Signs of the Apocalypse/Rapture
You can tell that we’re comfortable with the end of times when the subject gets its own coffee–table book. Front Forty Press has curated, designed and published a hardcover tome featuring artwork from over sixty artists and including two music CDs. The book is divided into the destruction of the world—Apocalypse—and the ethereal bliss that comes after—Rapture. Doomsday is depicted in horror vacui illustrations where debris swells into suffocating masses in work by Andrew Schoultz, Todd Arsenault, Mark Chariker and Joe Vaux, and dystopic landscapes pictured by Jean-Pierre Roy, David Opdyke, Lora Fosberg and Suzy Poling. Rapture, on the other hand, is characterized by Julie Mehretu’s ambient colorscapes, Bill Viola’s weightless dreams, and Doug & Mike Starn’s patchwork vision of Buddha. The Apocalypse CD contains tracks of sustained ambient noise, whereas Rapture is, by comparison, a harmonic savior.
The first essay in the book, by artist Christopher Bucklow, explains the apocalypse as a religious event, but it’s telling that in his introduction, the book’s publisher Doug Fogelson writes, “With the future ever upon us we are at a shameful state of affairs. There are so many real concerns facing humanity right now”—yet the exact date of “right now” is never given. The end of times is a fear adaptable to any time in human history; it is, in essence, timeless. Fogelson is hopeful, though. By getting acquainted with the “signs” of the end, he says, we’ll be able to tune in to the problems, and possibly the solutions.

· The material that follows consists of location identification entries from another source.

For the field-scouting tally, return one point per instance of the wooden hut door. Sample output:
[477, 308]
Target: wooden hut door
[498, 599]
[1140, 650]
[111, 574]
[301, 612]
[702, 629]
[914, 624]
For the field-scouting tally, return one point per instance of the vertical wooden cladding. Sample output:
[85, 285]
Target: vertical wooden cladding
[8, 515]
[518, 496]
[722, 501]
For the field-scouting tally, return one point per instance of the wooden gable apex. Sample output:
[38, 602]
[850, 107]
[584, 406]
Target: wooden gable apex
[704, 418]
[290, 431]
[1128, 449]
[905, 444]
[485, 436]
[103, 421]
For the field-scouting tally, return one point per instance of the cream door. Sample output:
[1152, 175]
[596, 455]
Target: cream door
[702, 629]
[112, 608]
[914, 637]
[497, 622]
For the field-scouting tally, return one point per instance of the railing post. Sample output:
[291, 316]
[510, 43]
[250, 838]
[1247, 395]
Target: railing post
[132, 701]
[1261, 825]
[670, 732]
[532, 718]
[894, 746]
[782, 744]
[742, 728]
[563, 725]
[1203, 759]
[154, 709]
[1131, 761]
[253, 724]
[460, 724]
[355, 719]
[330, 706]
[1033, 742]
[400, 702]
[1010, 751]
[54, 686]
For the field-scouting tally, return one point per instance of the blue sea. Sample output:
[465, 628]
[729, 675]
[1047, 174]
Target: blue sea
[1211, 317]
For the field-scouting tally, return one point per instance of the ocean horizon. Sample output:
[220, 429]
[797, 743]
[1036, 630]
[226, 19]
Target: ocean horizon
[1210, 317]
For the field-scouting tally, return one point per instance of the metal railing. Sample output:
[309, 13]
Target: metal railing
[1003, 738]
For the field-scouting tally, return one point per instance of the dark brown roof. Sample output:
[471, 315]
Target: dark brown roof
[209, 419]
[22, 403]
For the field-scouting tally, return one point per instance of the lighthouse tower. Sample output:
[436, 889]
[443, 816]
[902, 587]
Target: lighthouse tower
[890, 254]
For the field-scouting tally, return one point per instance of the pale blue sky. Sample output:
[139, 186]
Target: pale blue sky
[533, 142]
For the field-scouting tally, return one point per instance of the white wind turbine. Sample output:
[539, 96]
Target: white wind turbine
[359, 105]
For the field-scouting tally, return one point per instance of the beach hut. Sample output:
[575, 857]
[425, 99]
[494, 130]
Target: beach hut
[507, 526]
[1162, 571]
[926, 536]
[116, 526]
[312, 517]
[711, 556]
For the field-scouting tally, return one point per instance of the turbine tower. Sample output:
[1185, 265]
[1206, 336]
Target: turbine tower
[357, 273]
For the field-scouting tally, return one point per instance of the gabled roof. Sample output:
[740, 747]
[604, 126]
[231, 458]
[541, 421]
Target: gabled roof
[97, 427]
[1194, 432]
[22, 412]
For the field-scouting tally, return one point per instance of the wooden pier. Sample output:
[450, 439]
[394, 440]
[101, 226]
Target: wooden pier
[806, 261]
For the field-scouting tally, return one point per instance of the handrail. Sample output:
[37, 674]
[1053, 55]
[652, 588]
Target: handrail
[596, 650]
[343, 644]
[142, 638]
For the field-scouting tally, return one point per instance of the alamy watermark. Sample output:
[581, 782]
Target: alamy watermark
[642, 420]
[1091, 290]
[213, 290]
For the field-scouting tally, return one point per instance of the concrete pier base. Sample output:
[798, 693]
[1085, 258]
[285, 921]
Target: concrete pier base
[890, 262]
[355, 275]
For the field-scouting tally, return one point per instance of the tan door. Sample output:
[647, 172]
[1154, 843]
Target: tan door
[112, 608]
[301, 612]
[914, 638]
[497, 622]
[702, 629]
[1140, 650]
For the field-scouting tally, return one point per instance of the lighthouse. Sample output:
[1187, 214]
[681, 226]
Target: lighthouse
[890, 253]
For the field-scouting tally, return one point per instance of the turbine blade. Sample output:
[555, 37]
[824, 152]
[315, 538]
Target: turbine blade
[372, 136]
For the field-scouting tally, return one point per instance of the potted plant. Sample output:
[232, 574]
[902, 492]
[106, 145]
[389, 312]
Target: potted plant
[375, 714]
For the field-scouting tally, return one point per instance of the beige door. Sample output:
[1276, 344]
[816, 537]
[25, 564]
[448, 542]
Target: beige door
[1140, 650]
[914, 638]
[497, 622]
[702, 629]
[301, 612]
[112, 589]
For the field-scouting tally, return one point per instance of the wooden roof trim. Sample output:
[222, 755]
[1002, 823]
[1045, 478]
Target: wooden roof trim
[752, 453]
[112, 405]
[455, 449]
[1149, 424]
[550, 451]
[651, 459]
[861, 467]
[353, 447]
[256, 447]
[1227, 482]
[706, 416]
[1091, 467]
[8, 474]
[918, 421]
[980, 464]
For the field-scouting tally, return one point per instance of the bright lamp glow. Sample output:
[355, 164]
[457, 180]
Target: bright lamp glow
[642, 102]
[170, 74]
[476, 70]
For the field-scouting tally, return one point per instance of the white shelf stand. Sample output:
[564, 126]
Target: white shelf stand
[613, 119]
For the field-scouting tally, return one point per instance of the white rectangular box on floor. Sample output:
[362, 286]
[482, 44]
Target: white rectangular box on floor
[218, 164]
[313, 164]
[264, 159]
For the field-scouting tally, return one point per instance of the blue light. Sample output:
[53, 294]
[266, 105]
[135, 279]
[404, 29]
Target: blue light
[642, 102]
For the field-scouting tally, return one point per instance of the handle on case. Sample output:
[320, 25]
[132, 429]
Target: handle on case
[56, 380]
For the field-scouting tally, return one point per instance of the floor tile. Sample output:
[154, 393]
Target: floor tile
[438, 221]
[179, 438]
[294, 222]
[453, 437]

Still, the broad array of artwork collected in the book is a feast for the eyes. I asked Fogelson if there’s anything odd about enjoying the look of such dark subject matter. “There’s a lot of beauty in the chaos,” he replied. With co-curator Ryanne Baynham, Fogelson created the collector’s edition for the end of times. Sonotheque will host a release party for the book on November 20, and a related exhibition is scheduled at the Hyde Park Art Center in July, 2009. $65 from Front Forty Press.
Night of the Living Artist
The Chicago Art Department hosts “Night of the Living Artist,” a group exhibition of work by twenty-five artists who were invited to depict their favorite artist as a zombie. Bulging eyes, bared teeth and bloodstains abound in portraits of Edward Gorey, van Gogh, Dr. Seuss and even Jim Henson as a “cute zombie puppet.” Curator Kerry Flaherty is a toy maker and dabbles in plush toys, so the work of fellow plush-toy artists are exhibited, as is a work showing the curator as a zombie herself. A closing night costume party wraps up the show on October 31, 7pm-10pm, at the Chicago Art Department, 1837 South Halsted.
Doog Vs. Live
Painter and sculptor Amy Mayfield’s latest solo exhibition wraps viewers in an environment laced with prickly piles of excrement-like stalagmites, bats and a claustrophobic wall of dimestore romance novels. Mayfield’s paintings are noted for seducing the senses using liquid enamel that oozes over the surface and haunted scenes punctuated by nightmarish cuteness. Bring a towel. At Three Walls, 119 North Peoria, through November 15.